Healthy eating leads to lower health care costs and better overall health concern prevention. ChooseMyPlate.gov shares simple strategies for eating healthy on a budget.
Create a Grocery Game Plan
Making a plan before heading to the store can help you get organized, save money, and choose healthy options.
Plan Your Weekly Meals
Before making a grocery list, write down meals you want to make this week. Buying for the week means you’ll make fewer shopping trips and buy only the items you need.
Here are some basic tips for creating your menu and grocery list:
- See what you already have. Look in your freezer, cabinets, and refrigerator. Make a note of what you currently have on hand. You can save money by using these items in the upcoming week’s meals.
- Use a worksheet to plan your meals. The Create a Grocery Game Plan Worksheet is great for planning your week and figuring out what items you may need to buy.
- Create a list of recipes to try. Find new ideas for healthy and low-cost meals based on what you have on hand, foods your family enjoys, and foods that are good buys.
- Visit What's Cooking? for recipe inspiration. Search recipes by ingredient using What's Cooking? USDA Mixing Bowl -- an interactive tool to help with healthy meal planning, cooking, and grocery shopping.

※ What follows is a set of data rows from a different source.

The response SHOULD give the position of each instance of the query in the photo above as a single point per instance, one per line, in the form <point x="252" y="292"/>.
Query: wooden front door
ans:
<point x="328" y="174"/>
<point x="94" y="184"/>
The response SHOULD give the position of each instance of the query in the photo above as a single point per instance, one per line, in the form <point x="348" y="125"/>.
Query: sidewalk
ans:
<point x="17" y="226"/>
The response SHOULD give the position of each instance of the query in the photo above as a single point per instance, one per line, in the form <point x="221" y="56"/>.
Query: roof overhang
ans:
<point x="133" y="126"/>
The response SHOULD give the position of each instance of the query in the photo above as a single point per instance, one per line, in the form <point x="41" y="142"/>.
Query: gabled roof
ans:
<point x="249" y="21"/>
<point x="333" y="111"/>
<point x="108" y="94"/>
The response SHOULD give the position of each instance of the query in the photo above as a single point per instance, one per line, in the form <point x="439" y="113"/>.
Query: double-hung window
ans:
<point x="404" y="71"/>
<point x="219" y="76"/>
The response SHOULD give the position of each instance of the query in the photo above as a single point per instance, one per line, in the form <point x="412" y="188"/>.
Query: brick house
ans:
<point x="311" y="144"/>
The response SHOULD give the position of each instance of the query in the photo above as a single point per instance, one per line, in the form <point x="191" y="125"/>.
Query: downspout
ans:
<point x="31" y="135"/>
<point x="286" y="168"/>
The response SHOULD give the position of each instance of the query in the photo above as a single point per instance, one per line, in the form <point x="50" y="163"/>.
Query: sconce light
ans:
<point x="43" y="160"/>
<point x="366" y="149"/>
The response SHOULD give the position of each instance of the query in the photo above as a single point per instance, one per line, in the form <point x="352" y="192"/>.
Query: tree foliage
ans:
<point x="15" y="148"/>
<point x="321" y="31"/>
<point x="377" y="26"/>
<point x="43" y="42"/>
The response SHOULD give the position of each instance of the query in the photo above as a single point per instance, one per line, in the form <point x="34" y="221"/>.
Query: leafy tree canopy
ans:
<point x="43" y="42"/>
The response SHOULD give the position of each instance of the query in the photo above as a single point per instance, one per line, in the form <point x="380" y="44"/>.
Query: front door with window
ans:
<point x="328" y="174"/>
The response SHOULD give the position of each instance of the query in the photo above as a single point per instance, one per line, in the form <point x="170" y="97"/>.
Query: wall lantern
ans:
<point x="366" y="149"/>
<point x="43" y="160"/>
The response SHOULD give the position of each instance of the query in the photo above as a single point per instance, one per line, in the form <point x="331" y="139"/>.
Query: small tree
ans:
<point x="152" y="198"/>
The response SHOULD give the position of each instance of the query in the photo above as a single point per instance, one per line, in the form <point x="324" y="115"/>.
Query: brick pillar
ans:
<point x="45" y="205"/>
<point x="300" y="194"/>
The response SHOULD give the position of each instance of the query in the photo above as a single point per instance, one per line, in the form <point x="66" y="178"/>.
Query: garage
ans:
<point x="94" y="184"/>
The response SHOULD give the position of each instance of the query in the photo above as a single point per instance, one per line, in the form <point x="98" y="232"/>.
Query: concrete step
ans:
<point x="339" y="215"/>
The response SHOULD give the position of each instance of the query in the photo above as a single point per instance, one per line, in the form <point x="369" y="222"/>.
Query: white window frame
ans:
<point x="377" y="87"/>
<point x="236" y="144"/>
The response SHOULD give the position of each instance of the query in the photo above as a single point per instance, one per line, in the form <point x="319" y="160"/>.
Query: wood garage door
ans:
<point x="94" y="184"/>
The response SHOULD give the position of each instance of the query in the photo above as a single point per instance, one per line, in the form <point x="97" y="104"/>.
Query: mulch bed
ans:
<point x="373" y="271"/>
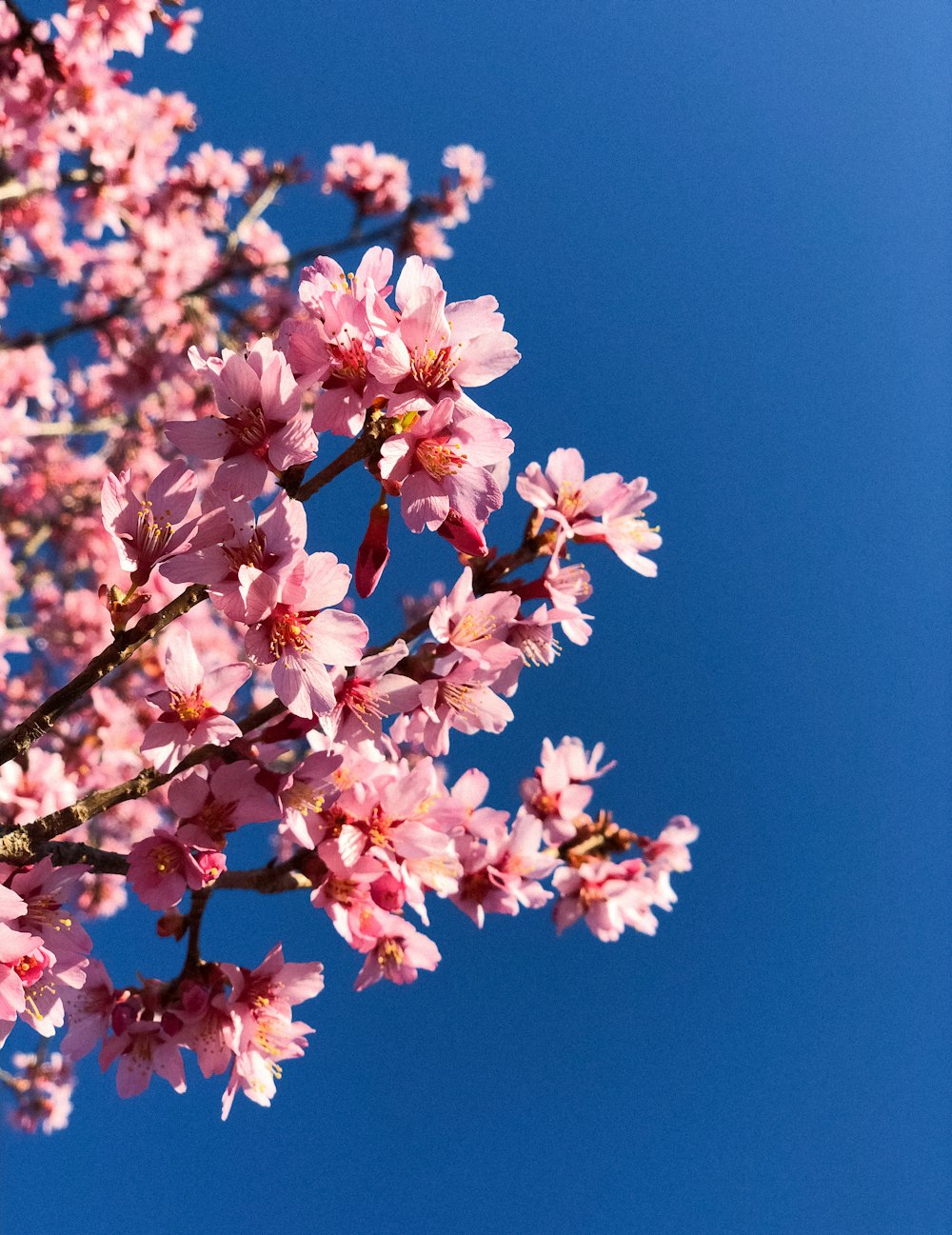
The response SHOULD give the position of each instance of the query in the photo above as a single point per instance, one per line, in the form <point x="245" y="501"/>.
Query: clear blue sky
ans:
<point x="722" y="233"/>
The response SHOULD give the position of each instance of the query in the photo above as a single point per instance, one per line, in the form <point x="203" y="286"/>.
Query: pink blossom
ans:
<point x="149" y="530"/>
<point x="472" y="166"/>
<point x="142" y="1047"/>
<point x="191" y="704"/>
<point x="562" y="493"/>
<point x="472" y="625"/>
<point x="244" y="568"/>
<point x="161" y="868"/>
<point x="396" y="955"/>
<point x="262" y="428"/>
<point x="609" y="895"/>
<point x="211" y="807"/>
<point x="369" y="694"/>
<point x="502" y="871"/>
<point x="300" y="640"/>
<point x="560" y="792"/>
<point x="437" y="349"/>
<point x="442" y="462"/>
<point x="378" y="183"/>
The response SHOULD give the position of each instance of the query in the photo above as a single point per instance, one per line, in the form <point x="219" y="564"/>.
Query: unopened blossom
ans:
<point x="261" y="428"/>
<point x="302" y="636"/>
<point x="442" y="461"/>
<point x="147" y="530"/>
<point x="398" y="955"/>
<point x="190" y="706"/>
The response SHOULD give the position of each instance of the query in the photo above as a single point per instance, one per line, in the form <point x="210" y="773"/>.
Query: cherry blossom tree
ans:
<point x="181" y="657"/>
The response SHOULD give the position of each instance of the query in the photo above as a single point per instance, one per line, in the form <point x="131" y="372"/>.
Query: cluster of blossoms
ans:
<point x="181" y="661"/>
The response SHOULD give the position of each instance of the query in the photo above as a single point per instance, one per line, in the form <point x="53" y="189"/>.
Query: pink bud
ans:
<point x="464" y="535"/>
<point x="121" y="610"/>
<point x="374" y="552"/>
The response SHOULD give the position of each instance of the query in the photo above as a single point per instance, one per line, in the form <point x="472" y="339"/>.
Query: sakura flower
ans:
<point x="472" y="167"/>
<point x="369" y="694"/>
<point x="625" y="530"/>
<point x="161" y="868"/>
<point x="378" y="183"/>
<point x="398" y="955"/>
<point x="242" y="569"/>
<point x="465" y="698"/>
<point x="210" y="809"/>
<point x="300" y="640"/>
<point x="149" y="530"/>
<point x="562" y="493"/>
<point x="437" y="349"/>
<point x="502" y="873"/>
<point x="470" y="625"/>
<point x="262" y="428"/>
<point x="669" y="851"/>
<point x="609" y="895"/>
<point x="44" y="1088"/>
<point x="89" y="1010"/>
<point x="142" y="1047"/>
<point x="191" y="706"/>
<point x="444" y="462"/>
<point x="560" y="792"/>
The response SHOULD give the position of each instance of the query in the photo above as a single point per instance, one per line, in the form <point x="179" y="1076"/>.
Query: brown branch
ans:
<point x="358" y="448"/>
<point x="24" y="843"/>
<point x="270" y="878"/>
<point x="124" y="644"/>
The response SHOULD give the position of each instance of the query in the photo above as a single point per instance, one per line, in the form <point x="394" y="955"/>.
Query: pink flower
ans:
<point x="398" y="955"/>
<point x="502" y="872"/>
<point x="142" y="1047"/>
<point x="262" y="428"/>
<point x="562" y="493"/>
<point x="558" y="792"/>
<point x="436" y="349"/>
<point x="378" y="183"/>
<point x="300" y="641"/>
<point x="242" y="569"/>
<point x="89" y="1010"/>
<point x="152" y="528"/>
<point x="472" y="625"/>
<point x="472" y="166"/>
<point x="191" y="706"/>
<point x="161" y="868"/>
<point x="210" y="809"/>
<point x="669" y="851"/>
<point x="369" y="694"/>
<point x="609" y="895"/>
<point x="442" y="462"/>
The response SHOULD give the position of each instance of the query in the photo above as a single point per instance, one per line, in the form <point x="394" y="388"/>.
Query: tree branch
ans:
<point x="124" y="644"/>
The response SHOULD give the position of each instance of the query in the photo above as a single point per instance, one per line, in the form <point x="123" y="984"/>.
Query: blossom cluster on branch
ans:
<point x="178" y="662"/>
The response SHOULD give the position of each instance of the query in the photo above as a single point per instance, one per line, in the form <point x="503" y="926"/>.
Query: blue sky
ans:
<point x="720" y="232"/>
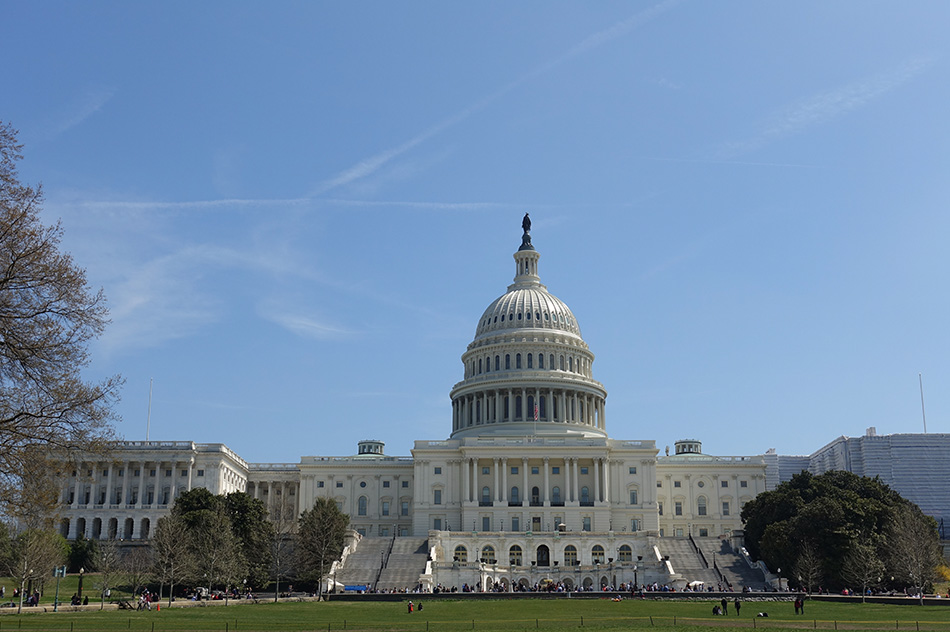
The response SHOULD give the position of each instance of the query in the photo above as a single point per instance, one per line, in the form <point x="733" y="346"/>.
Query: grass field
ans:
<point x="596" y="615"/>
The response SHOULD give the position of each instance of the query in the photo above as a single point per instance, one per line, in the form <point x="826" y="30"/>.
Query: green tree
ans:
<point x="48" y="315"/>
<point x="171" y="547"/>
<point x="319" y="540"/>
<point x="250" y="524"/>
<point x="831" y="512"/>
<point x="914" y="548"/>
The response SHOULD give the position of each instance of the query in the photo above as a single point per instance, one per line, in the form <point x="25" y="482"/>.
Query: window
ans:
<point x="570" y="555"/>
<point x="597" y="554"/>
<point x="625" y="553"/>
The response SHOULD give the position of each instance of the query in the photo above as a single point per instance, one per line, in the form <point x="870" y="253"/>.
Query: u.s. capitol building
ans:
<point x="528" y="477"/>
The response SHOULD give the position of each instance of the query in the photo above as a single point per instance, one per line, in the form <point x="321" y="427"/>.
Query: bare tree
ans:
<point x="35" y="553"/>
<point x="284" y="519"/>
<point x="172" y="552"/>
<point x="108" y="566"/>
<point x="914" y="548"/>
<point x="48" y="315"/>
<point x="862" y="567"/>
<point x="137" y="564"/>
<point x="808" y="566"/>
<point x="319" y="539"/>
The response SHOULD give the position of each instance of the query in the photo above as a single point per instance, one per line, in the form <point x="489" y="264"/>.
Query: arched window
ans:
<point x="597" y="554"/>
<point x="626" y="553"/>
<point x="570" y="555"/>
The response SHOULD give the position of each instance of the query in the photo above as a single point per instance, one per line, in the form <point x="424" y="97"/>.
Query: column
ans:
<point x="504" y="480"/>
<point x="141" y="499"/>
<point x="576" y="482"/>
<point x="545" y="492"/>
<point x="526" y="492"/>
<point x="497" y="495"/>
<point x="596" y="465"/>
<point x="76" y="488"/>
<point x="109" y="490"/>
<point x="466" y="480"/>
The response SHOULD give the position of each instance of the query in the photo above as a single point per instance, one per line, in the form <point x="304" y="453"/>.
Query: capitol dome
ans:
<point x="528" y="370"/>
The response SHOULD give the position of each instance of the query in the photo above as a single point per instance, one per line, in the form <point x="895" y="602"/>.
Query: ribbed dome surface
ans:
<point x="527" y="308"/>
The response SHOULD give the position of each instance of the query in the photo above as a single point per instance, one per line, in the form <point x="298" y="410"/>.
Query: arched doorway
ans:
<point x="543" y="556"/>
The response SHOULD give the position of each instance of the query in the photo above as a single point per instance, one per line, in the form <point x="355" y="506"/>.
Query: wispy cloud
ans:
<point x="824" y="107"/>
<point x="78" y="110"/>
<point x="370" y="165"/>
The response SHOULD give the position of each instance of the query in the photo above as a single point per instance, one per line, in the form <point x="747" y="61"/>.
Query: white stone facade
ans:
<point x="528" y="469"/>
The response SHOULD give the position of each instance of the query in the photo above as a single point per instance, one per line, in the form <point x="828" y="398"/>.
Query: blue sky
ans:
<point x="298" y="211"/>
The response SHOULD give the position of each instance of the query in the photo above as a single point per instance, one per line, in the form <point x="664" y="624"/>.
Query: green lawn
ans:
<point x="488" y="616"/>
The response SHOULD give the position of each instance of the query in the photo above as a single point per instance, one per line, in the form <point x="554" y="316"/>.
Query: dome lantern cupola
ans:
<point x="528" y="370"/>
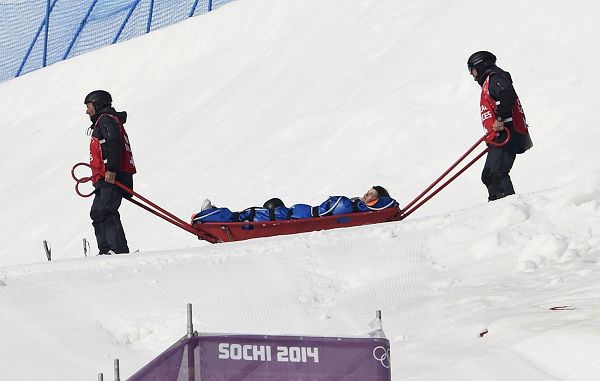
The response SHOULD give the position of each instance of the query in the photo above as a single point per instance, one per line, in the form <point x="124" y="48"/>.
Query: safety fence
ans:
<point x="37" y="33"/>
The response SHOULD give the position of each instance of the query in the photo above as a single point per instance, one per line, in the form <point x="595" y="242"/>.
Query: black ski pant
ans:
<point x="107" y="221"/>
<point x="495" y="175"/>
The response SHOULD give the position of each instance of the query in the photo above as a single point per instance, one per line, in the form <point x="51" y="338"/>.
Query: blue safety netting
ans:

Be sure to include some family favorites along with the new recipes.
- Think about your schedule. Choose meals you can easily prepare when you don’t have a lot of time. Save recipes that take longer for days off. You also can prepare meals in advance to heat and serve on your busiest days.
- Plan to use leftovers. Think about larger recipes with enough servings for multiple meals. This can reduce the number of ingredients you need to buy, and save you time preparing another meal.
Make A Grocery List
Stay organized with a grocery list to avoid buying items you don’t really need.
- Use your list of weekly meals. Create a list of foods and beverages you will need to buy to make the meals in your weekly plan. Don’t forget to include foods like fruits, vegetables, and milk that might not be part of a recipe but are basics for healthy eating.
- Organize your list. Make shopping quick and easy by organizing your list into different sections or food groups. For a free template, try the Create a Grocery Game Plan: Grocery List.
- Add foods as you go. Keep an ongoing grocery list in your kitchen or on a free mobile app, and add items as you run out. Some mobile apps allow you to sync grocery lists with others in your household.
Save More at The Store
The smartest shoppers know that saving money is more than luck. When shopping for groceries, it’s about having a game plan and making smart decisions about what to put in your cart.
- Ask for advice. Grocery stores, ethnic markets, dollar stores, retail supercenters, and wholesale clubs can offer good deals. Ask friends and family where they shop and find their best bargains!
- Eat before you shop. Grocery shopping hungry can lead to impulse buying and unhealthy food choices.
- Read the sales flyer. Sales flyers are usually released mid-week and can be found at the store’s entrance, in the newspaper, or on their website.
- Use coupons – but only for items that you know you’ll use. If you don’t need an item right away, save the coupon and see if it goes on sale. For more on couponing, check out Save More at the Grocery Store.
- Look up and down for savings. Stores often stock the priciest items at eye level. You can save big by looking at the upper and lower shelves too.
- Check for store brands. Most stores offer their own brand of products that often cost less than name brands.
- Grab from the back. Stores typically stock shelves from back to front, placing the newest items behind the older ones. Reach in the back for the freshest items especially in the produce, dairy, and meat aisles.
- Ask for a rain check. If a sale item has run out, ask the store for a rain check. This allows you to pay the sale price after the item is restocked.
- Join your store’s loyalty program. Most stores offer a free loyalty program. Get special offers and discounts that non-members do not.
- Think outside the store. Farmers markets and farm stands can be great options for picking up fresh produce at a discount. Check the National Farmers Market Directory for locations near you.
If you need financial assistance you may qualify for the Supplemental Nutrition Assistance Program (SNAP) that can be used like cash to buy eligibile food items from authorized retailers. Authorized retailers will display either the Quest logo or a picture of a Virginia EBT card.
A SNAP account is established for eligible households and automatic deposits are made into the account each month. To access the account, they will also receive an EBT Card, which will debit the account each time eligible food items are purchased. A secret Personal Identification Number (PIN) is required to use the card.